Incroyable ce changement d'éclairage selon l'endroit d'où est prise la photo : couleurs chaudes ou couleurs froides. J'imaginais un soleil couchant chez les Inuites (de luxe) puis une nuit éclairée par la lune.
Noël n'est que dans six semaines, rien ne nous sera épargné, pour ne pas l'occulter. Et, toutes les vitrines n'ont malheureusement pas cette simplicité esthétique. Je me demande d'ailleurs si la vitrine était terminée ou en cours de réalisation. A revoir...
Celle-ci, du même magasin, avec de très beaux santons...
Je ne sais pas si c'est de voir ces vitrines qui m'a rendu mélancolique en rentrant, je déteste cette période à venir; il en faut peu en ce moment pour que je m'y vautre, dans la mélancolie. C'est sans doute pour cela que je m'exprime avec tant de légèreté, de futilité, ici ou là...
Mais la vie est belle nom d'une pipe. Secoue-toi! Vite, reprends ton heureuse lecture :
"Ce soir, un chat a poussé la fenêtre tandis que j'écrivais, et tout à coup ses yeux ont été devant les miens. J'avais eu peur. Nous nous sommes regardés un moment, très silencieux, très fixes. Esprit bon ou esprit mauvais?... J'hésitais entre l'envie de l'appeler sur moi et celle... Finalement, tandis que nous étions perdus dans une contemplation mutuelle, j'ai fait : Psshh!... Et il a détalé.
Je reste confondu par l'intensité du plaisir que j'ai trouvé, pendant quelques minutes, dans les yeux de ce chat. Je pense toutefois qu'on peut comprendre que les hommes trouvent plaisir à regarder les chats, mais quel plaisir les chats trouvent-ils à regarder les hommes?... Plus j'y songe, moins je puis imaginer que celui-ci soit venu sans intention. A elle seule, la manière décidée dont il a poussé la croisée, dont il s'est introduit dans ma chambre, aurait dû m'avertir : il avait l'allure, la démarche des êtres qui accomplissent une mission. Ce regard, je l'ai déjà rencontré ailleurs, c'est la seconde fois qu'il m'atteint. Je revois maintenant cette grande salle d'auberge, toute vide, dont nous savourions la fraîcheur après des heures de marche sur la route ensoleillée, et où nous écoutions le bruit régulier de l'horloge au balancier de cuivre.

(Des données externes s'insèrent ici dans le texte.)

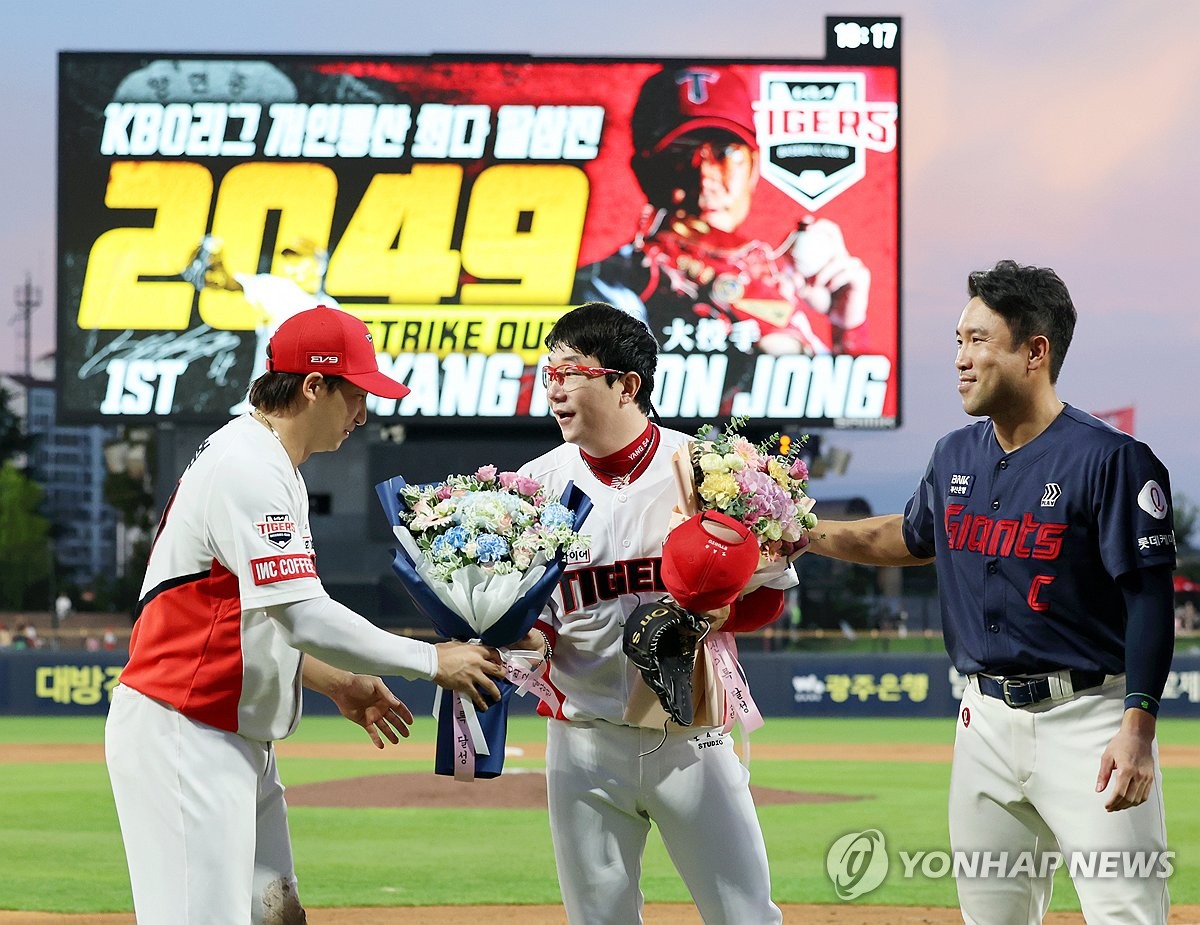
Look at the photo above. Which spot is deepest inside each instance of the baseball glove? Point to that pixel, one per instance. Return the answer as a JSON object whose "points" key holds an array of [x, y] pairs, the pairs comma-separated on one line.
{"points": [[661, 641]]}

Un chien, un grand berger allemand, poussa la porte, sans bruit, s'avança vers nous, avec cette absence d'hésitation si étonnante chez un animal et, s'asseyant devant elle, devant l'Amie, de l'autre côté de la table, à distance, se mit à la regarder patiemment, en plein visage, comme s'il la connaissait, ou comme s'il voulait l'avertir de quelque chose... Il n'avait eu ni un jappement, ni un aboiement; pas un son ne sortait de sa gorge, et une telle gravité dans l'attitude nous en avait tout de suite imposé. Au bout d'un long moment, il partit comme était venu... Nous dûmes attendre longtemps encore avant de pouvoir toucher nos verres.
Je connais beaucoup d'imbéciles qui riraient s'ils lisaient ceci."
Paul Gadenne, in La rue Profonde, éditions Le Dilettante, 1995.
Je remercie vivement l'ami qui m'a parlé de cet écrivain et donné envie de le lire.